Se há coisas que me surpreendem é o facto de, depois de termos vivido já alguns “anitos” sermos capazes de recordar episódios da nossa vida que aconteceram há algumas dezenas de anos, com uma nitidez que chega a ser surpreendente.

E o surpreendente é que esses episódios são guardados na nossa memória sem a “nossa autorização”. É como se dentro do nosso cérebro habitasse um bibliotecário com poder discricionário para poder guardar ou eliminar a informação que os nossos sentidos vão captando ao longo do caminho da vida, sem que para tal pudessemos intervir.

Na biblioteca da minha memória são muitos os episódios da minha vida que tenho guardado. Se existem muitos que o tempo já se encarregou de “eliminar”, outros há que se tornaram “imunes” à acção do tempo. E essa “imunidade” é de tal modo activa que mesmo passados muitos anos após terem acontecido, quando “olho” para o “álbum da minha memória”, a sua intemporalidade faz como se tal vivência tivesse sido “guardada” no dia de ontem.

É assim que no meio de “tamanha desarrumação” consigo retirar alguns episódios que vivi durante as minhas férias escolares do ano lectivo de 1963/64.

O meu pai era responsável por uma “cantina” localizada no mato, a cerca de 10 quilómetros de Marromeu, uma Vila localizada na margem esquerda do Rio Zambeze e a Norte do Distrito de Manica e Sofala. A família decidiu que seria ali que seriam passadas as férias grandes escolares.

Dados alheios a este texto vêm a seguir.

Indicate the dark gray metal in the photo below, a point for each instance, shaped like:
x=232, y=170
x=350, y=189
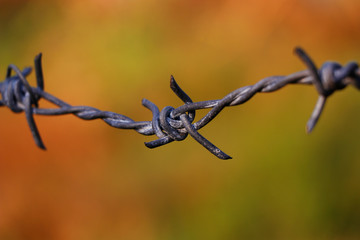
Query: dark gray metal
x=172, y=124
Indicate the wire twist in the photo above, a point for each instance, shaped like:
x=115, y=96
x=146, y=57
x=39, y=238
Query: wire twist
x=174, y=124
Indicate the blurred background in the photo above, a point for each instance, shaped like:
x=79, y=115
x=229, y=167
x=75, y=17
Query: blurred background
x=97, y=182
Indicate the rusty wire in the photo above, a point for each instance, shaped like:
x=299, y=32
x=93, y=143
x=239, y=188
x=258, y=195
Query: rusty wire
x=174, y=124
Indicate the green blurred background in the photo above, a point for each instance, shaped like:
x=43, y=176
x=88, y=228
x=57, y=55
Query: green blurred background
x=97, y=182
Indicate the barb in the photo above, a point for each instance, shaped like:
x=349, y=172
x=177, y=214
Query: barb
x=174, y=124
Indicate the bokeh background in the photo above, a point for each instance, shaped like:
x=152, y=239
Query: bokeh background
x=97, y=182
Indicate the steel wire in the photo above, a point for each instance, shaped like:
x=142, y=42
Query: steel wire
x=174, y=124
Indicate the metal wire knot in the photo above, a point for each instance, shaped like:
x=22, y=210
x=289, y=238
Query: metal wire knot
x=174, y=124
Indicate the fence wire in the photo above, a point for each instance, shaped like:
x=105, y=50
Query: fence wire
x=174, y=124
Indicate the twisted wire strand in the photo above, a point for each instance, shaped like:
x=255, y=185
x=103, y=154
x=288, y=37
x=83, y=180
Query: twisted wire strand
x=174, y=124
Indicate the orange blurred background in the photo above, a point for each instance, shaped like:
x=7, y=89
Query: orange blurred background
x=97, y=182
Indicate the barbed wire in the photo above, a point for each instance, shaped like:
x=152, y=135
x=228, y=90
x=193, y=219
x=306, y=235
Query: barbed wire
x=174, y=124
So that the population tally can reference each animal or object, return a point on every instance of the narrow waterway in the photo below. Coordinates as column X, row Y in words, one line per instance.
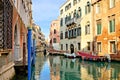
column 60, row 68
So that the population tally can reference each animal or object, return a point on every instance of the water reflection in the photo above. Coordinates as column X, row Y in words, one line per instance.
column 60, row 68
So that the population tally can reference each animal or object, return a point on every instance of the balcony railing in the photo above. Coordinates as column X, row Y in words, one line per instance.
column 71, row 21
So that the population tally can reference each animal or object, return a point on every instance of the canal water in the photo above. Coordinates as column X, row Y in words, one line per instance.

Recordo muito bem a viagem entre Marromeu e a “cantina”: como para a carrinha Bedford (de cor verde-escuro e de caixa aberta) trabalhar foi preciso “enfiar-se” uma longa manivela na frente do motor e rodar-se com alguma energia; como era sinuoso, estreito e esburacado o caminho de terra batida; como eu e os meus irmãos, atrás e de pé na caixa aberta, nos agarrávamos ao topo da cabine da carrinha e baixávamos as cabeças para nos furtarmos às investidas das canas que existiam ao longo da berma e pendiam para o caminho; como jubilávamos quando o caminho era melhor e permitia ao meu pai atingir o limite máximo de velocidade que a carrinha dava que era os 45 quilómetros por hora; como perscrutávamos no horizonte a existência de cobras e outros animais selvagens.

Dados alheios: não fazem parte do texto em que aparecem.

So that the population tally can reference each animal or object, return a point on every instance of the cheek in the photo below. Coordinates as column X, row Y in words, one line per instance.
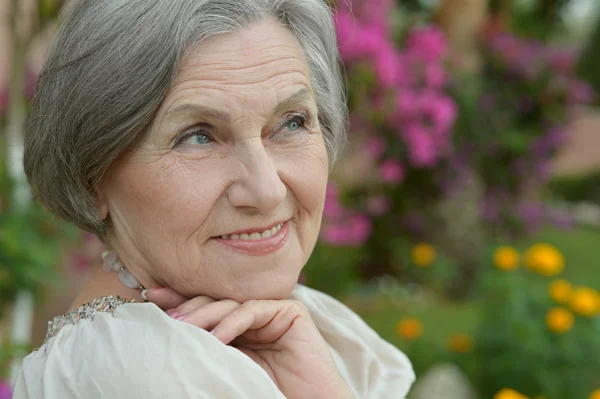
column 175, row 196
column 305, row 171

Recordo muito bem a cantina onde o meu pai vendia à população negra da área (não havia qualquer população branca num raio de 10 quilómetros) todo o tipo de produtos desde vinho a farinha. A cantina pertencia a um tio do meu pai e este era um simples empregado daquele.

Recordo como o meu pai se indignava, resmungando entre dentes, sempre que tinha de adicionar água ao vinho para que a receita fosse maior cumprindo ordens do seu tio e patrão. Homem de carácter forte e profundo respeitador do espaço dos outros, independentemente da sua raça ou credo, foi com alguma naturalidade que o meu pai começou a fazer alguns amigos entre os seus fregueses de raça negra. De entre eles destacava-se o régulo da tribo localizada na área.

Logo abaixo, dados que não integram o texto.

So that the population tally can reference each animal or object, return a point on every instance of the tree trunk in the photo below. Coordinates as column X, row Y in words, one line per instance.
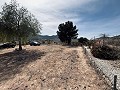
column 20, row 44
column 69, row 41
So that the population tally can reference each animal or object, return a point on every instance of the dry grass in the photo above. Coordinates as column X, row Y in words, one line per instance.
column 46, row 67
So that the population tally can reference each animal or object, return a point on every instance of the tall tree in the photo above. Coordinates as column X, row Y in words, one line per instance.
column 83, row 41
column 67, row 32
column 18, row 23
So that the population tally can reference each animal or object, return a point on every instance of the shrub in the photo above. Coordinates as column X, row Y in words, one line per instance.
column 105, row 52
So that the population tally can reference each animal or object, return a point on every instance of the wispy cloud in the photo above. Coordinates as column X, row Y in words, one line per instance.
column 92, row 17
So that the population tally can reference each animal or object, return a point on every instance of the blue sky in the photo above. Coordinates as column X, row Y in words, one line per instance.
column 92, row 17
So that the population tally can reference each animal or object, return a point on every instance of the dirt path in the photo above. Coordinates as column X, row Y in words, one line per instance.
column 61, row 68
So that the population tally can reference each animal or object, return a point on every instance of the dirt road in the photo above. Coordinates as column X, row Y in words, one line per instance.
column 54, row 68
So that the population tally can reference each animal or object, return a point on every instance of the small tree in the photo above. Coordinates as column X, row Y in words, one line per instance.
column 18, row 23
column 83, row 41
column 67, row 32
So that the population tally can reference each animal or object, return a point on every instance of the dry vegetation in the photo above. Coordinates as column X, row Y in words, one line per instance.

E quando os pais são amigos existe toda a probabilidade dos filhos também o serem.

Entre nós e os filhos do régulo (de quem já não lembro os seus nomes) cresceu uma cumplicidade de tal ordem que onde estavam eles, estávamos nós e vice-versa. Os seus “carrinhos” feitos de colmos de canas eram claramente superiores aos nossos de lata. Eles brincavam com os nossos e nós com os deles. Como gostava de “conduzir” os seus carrinhos! Eram autênticas obras-primas. Retirada a casca da cana, com o colmo fazia-se as carroçarias dos camiões, jeeps, carros, etc. A ligação entre os pedaços de colmo era feita à custa de pequenos palitos de cana. As caricas das garrafas dos refrigerantes eram os faróis. As rodas eram feitas com arames e tinham um “sistema de molas” que me deliciava sempre que o carrinho circulava num carreiro com depressões. O melhor de tudo era o facto de, para brincarmos, não termos de nos sentar ou ajoelhar no chão. Fazíamo-lo de pé. Uma longa cana que ligava o volante (em arame) ao carrinho permitia-nos “conduzi-lo” sempre em pé.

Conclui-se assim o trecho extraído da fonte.